Antes de cenar precisamente, sucedió algo cruel que confirma la dureza e insensibilidad de estos hombres, Entre los tripulantes hay un novato, llamado Harrison, muchacho campesino, torpe, dominado, creo yo por el espíritu de aventuras y que hace su primer viaje. Con el airecillo la goleta había virado mucho de borda, y cuando esto ocurre, se pasan las velas de un lado a otro y se manda a un hombre a lo alto para volver la gavia de sobremesana. Al parecer, una vez estuvo Harrison arriba, la vela se atascó a la garrucha por la que corre al extremo del botalón. Había dos maneras de librarla, según entendí yo; la primera arriando el trinquete, lo cual era relativamente fácil y nada peligroso y la otra trepando por las drizas del penol hasta la punta del botalón, acción ésta sumamente arriesgada.
Johansen dijo a Harrison que subiera por las drizas. El muchacho se veía claramente que tenía miedo, y tenía motivos sobrados, pues había de trepar por aquellas cuerdas delgadas y movedizas a una altura de ochenta pies. De haber soplado un viento constante, hubiese sido menos difícil; pero el Ghost se balanceaba con las velas lacias en un mar tranquilo y a cada vaivén la lona aleteaba y las drizas se aflojaban y tendían. Hubieran lanzado a un hombre con la misma facilidad que un latigazo sacude a una mosca.
Harrison oyó la orden y comprendió lo que de él se exigía, pero vaciló.

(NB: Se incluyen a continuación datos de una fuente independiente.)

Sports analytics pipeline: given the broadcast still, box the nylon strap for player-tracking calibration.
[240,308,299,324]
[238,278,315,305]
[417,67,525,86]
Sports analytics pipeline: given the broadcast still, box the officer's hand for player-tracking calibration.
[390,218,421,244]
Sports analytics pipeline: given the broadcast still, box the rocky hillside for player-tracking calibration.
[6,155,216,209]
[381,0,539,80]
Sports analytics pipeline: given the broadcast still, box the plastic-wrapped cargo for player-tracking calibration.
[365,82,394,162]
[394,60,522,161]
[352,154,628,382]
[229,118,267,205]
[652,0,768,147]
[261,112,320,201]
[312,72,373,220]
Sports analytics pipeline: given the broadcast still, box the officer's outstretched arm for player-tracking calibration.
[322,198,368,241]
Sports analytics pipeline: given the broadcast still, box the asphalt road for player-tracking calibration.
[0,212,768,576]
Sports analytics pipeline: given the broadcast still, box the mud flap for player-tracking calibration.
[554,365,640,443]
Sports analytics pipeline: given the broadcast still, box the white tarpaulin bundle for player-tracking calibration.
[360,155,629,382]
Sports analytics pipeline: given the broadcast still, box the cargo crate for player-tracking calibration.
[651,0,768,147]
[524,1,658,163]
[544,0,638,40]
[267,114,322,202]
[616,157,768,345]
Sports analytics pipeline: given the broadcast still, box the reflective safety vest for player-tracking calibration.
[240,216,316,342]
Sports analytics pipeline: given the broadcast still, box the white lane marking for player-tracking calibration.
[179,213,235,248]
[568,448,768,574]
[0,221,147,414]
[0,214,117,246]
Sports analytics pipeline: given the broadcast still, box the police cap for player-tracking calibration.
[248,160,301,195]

Probablemente era la primera vez en su vida que subía allá arriba. Johansen, que copiaba las maneras imperativas de Wolf Larsen, se destapó con una rociada de insultos y juramentos.

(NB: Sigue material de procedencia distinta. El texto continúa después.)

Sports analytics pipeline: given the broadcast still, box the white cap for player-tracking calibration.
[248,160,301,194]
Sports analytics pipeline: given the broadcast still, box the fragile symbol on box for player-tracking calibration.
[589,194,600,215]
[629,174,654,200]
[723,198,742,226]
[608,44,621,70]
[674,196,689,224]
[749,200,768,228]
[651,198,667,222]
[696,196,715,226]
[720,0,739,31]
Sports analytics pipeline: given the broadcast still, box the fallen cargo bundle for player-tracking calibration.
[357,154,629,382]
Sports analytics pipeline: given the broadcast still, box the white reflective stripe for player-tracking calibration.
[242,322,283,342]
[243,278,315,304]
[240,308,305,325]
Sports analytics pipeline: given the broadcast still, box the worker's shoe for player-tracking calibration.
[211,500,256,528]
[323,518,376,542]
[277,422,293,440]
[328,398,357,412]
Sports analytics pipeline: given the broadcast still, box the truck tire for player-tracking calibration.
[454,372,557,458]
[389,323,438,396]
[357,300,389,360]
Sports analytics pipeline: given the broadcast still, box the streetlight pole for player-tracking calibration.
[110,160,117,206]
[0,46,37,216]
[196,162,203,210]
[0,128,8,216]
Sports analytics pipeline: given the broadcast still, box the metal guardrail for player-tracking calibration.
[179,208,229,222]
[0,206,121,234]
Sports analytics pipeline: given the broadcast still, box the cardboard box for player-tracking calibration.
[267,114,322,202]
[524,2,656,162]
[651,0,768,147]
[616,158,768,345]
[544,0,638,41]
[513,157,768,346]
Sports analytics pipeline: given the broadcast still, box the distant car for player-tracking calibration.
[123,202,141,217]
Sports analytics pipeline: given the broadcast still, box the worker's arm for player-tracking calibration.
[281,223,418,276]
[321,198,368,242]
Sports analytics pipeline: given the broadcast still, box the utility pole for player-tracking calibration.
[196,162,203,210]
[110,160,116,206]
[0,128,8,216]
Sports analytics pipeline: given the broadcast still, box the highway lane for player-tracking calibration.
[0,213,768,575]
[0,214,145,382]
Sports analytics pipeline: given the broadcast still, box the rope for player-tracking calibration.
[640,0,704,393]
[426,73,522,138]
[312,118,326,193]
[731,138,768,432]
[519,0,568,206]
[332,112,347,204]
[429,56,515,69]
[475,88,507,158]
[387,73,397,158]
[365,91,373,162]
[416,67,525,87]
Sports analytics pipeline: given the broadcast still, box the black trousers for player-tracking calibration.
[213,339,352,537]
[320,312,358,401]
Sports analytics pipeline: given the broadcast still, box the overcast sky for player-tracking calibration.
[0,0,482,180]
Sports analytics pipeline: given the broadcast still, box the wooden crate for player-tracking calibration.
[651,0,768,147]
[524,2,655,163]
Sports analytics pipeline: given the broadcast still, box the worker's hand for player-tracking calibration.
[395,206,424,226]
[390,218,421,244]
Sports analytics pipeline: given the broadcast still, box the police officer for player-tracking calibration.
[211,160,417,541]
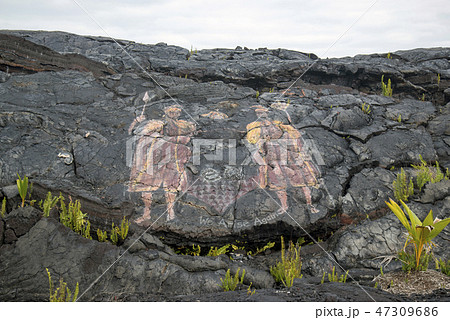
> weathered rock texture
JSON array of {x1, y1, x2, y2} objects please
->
[{"x1": 0, "y1": 30, "x2": 450, "y2": 300}]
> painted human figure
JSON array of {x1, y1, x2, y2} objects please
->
[
  {"x1": 128, "y1": 105, "x2": 195, "y2": 224},
  {"x1": 247, "y1": 106, "x2": 319, "y2": 214}
]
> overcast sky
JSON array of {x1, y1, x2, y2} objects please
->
[{"x1": 0, "y1": 0, "x2": 450, "y2": 58}]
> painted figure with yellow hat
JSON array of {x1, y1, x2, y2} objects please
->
[
  {"x1": 128, "y1": 105, "x2": 195, "y2": 224},
  {"x1": 246, "y1": 105, "x2": 319, "y2": 214}
]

—Basta ya, Johansen —dijo Wolf Larsen bruscamente—. Te participo que el único que jura aquí en el barco soy yo; si necesito ayuda ya te avisaré.
—Sí, señor —reconoció el segundo humildemente.

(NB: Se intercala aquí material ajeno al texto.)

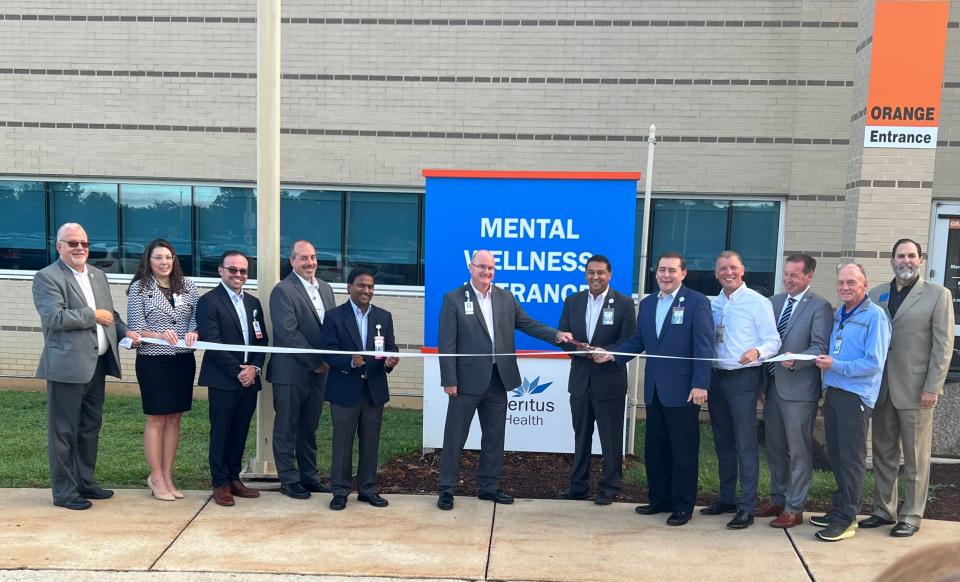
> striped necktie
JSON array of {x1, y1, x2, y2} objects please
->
[{"x1": 767, "y1": 297, "x2": 797, "y2": 374}]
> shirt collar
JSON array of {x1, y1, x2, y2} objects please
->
[
  {"x1": 347, "y1": 299, "x2": 370, "y2": 317},
  {"x1": 787, "y1": 285, "x2": 810, "y2": 302},
  {"x1": 657, "y1": 283, "x2": 680, "y2": 303},
  {"x1": 293, "y1": 271, "x2": 320, "y2": 290},
  {"x1": 470, "y1": 282, "x2": 493, "y2": 299}
]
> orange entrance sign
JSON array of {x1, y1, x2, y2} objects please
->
[{"x1": 863, "y1": 0, "x2": 950, "y2": 148}]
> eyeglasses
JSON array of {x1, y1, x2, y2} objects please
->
[{"x1": 220, "y1": 267, "x2": 250, "y2": 277}]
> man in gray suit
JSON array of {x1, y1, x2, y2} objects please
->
[
  {"x1": 437, "y1": 250, "x2": 573, "y2": 509},
  {"x1": 860, "y1": 239, "x2": 954, "y2": 537},
  {"x1": 754, "y1": 254, "x2": 833, "y2": 528},
  {"x1": 33, "y1": 223, "x2": 140, "y2": 509},
  {"x1": 267, "y1": 240, "x2": 336, "y2": 499}
]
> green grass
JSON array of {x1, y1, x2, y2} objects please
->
[
  {"x1": 0, "y1": 391, "x2": 420, "y2": 489},
  {"x1": 0, "y1": 391, "x2": 873, "y2": 503}
]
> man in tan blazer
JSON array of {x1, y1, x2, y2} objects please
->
[{"x1": 860, "y1": 239, "x2": 954, "y2": 537}]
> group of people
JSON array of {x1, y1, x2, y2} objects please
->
[
  {"x1": 33, "y1": 223, "x2": 399, "y2": 510},
  {"x1": 33, "y1": 223, "x2": 954, "y2": 541}
]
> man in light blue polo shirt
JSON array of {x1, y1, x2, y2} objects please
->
[{"x1": 810, "y1": 263, "x2": 891, "y2": 542}]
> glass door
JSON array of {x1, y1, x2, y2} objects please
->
[{"x1": 927, "y1": 202, "x2": 960, "y2": 377}]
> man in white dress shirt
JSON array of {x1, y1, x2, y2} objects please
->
[{"x1": 700, "y1": 251, "x2": 780, "y2": 529}]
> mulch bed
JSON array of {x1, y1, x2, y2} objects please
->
[{"x1": 378, "y1": 451, "x2": 960, "y2": 521}]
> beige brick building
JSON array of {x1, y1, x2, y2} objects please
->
[{"x1": 0, "y1": 0, "x2": 960, "y2": 397}]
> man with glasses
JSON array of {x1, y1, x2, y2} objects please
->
[
  {"x1": 437, "y1": 250, "x2": 573, "y2": 510},
  {"x1": 33, "y1": 222, "x2": 140, "y2": 509},
  {"x1": 197, "y1": 251, "x2": 267, "y2": 507},
  {"x1": 267, "y1": 240, "x2": 337, "y2": 499},
  {"x1": 860, "y1": 238, "x2": 954, "y2": 537},
  {"x1": 810, "y1": 263, "x2": 890, "y2": 542}
]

Entretanto, Harrison había empezado a subir por las drizas. Yo le observaba desde la puerta de la cocina y le vi temblar de pies a cabeza como si tuviese calentura. Procedía muy lentamente y con precaución, avanzando por pulgadas. Trepaba por los bordes de la vela y como una araña gigantesca se recortaba en el azul pálido del cielo.
Era una ascensión penosa porque el trinquete estaba muy alto, pero las drizas, pasando por varias garruchas del botalón y el mástil, le proporcionaban apoyos, aunque distantes, para pies y manos. La dificultad estribaba en que el viento no era lo bastante fuerte ni constante Para mantener hinchada la vela. Cuando Harrison estuvo a medio camino, el Ghost se inclinó a barlovento y después se hundió de nuevo en la depresión que quedó entre dos olas. El muchacho se detuvo, sosteniéndose con todas sus fuerzas. Desde ochenta pies más abajo distinguía yo la tensión angustiosa de sus músculos al aferrarse dominado por el instinto de conservación. Todo sucedió rápidamente, la vela se vació, el garfio cayó en el centro del barco, y se aflojaron las drizas, que vi ceder bajo el peso del cuerpo de Harrison. El garfio corrió entonces hacia un lado con repentina celeridad, la vela mayor retumbó como un cañonazo y las tres hileras de rizos restallaron en la lona lo mismo que una descarga de fusilería. Harrison se soltó, precipitándose por el aire vertiginosamente; de pronto se detuvo en su caída al tenderse las drizas con un golpe de viento. Aflojó la presión de sus manos, la una se desprendió de su asidero, la otra resistió durante un momento con desesperación y siguió el mismo camino. El cuerpo se lanzó en el vacío, pero él trató de salvarse con ayuda de las piernas, quedando suspendido con la cabeza hacia abajo. Un esfuerzo rápido llevó sus manos a las drizas; pero aún tardó mucho en recobrar la posición anterior y permaneció colgado como un objeto insignificante.